With a Z-score of -1.033, the institution maintains a low rate of hyper-authored output, performing more rigorously than the national standard, which has a score of -0.618. This prudent profile suggests that the university's authorship practices are well-managed and less susceptible to inflation. In fields where extensive author lists are not the norm, a low score like this indicates a healthy approach to crediting contributions, effectively distinguishing between necessary large-scale collaboration and questionable 'honorary' authorship, thereby promoting individual accountability and transparency in its research.
The institution's Z-score for this indicator is -0.486, reflecting a smaller gap than the national average of -0.159. This demonstrates a prudent and sustainable profile, as the university manages its research impact with more rigor than the national standard. A low value in this indicator is a positive sign, suggesting that the institution's scientific prestige is not overly dependent on external partners where it does not exercise intellectual leadership. This reflects a strong internal capacity for generating impactful research, ensuring that its excellence metrics are structural and sustainable rather than reliant on exogenous collaborations.
The university's Z-score of -1.413 indicates a very low incidence of hyperprolific authors, positioning it as a clear positive outlier compared to the national average of 0.153, which sits in the medium-risk range. This demonstrates a state of preventive isolation, where the institution effectively avoids the risk dynamics present in the broader national context.

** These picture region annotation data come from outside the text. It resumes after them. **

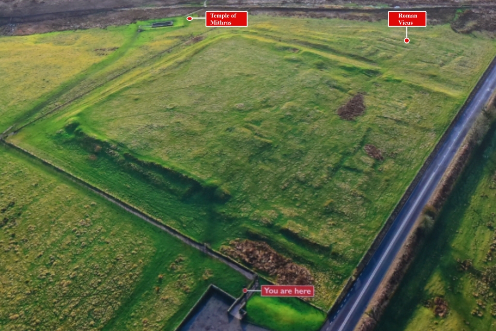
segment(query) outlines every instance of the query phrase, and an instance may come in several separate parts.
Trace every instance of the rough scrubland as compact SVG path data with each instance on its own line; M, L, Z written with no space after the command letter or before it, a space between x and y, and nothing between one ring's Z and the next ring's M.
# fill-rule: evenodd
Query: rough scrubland
M173 330L248 280L0 145L0 329Z
M406 45L385 21L249 21L129 26L125 54L9 139L214 249L265 241L327 308L496 42L447 25Z
M495 129L460 178L376 330L496 328Z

This low rate suggests a healthy balance between quantity and quality in its research environment, successfully mitigating risks such as coercive authorship or the assignment of credit without meaningful intellectual contribution, and reinforcing a culture that prioritizes the integrity of the scientific record over sheer publication volume.
The institution shows a Z-score of -0.268 for output in its own journals, which is even lower than the already minimal national average of -0.130. This signifies a state of total operational silence on this risk indicator. The near-complete absence of this practice, even below the national baseline, is a strong positive signal. It demonstrates a firm commitment to independent external peer review and global visibility, effectively eliminating any potential conflicts of interest where the institution might act as both judge and party. This approach ensures that its scientific production is validated through standard competitive channels, avoiding any perception of academic endogamy or the use of internal journals as 'fast tracks' to inflate publication counts.
With a Z-score of 0.883, the institution's rate of redundant output is significantly higher than the national average of 0.214. This indicates a high exposure to this risk, suggesting the university is more prone to this practice than its national peers. This elevated value serves as an alert for 'salami slicing,' where a single coherent study may be fragmented into minimal publishable units to artificially inflate productivity metrics. This practice not only distorts the available scientific evidence but also overburdens the peer-review system, signaling a need to reinforce policies that prioritize the publication of significant new knowledge over sheer volume.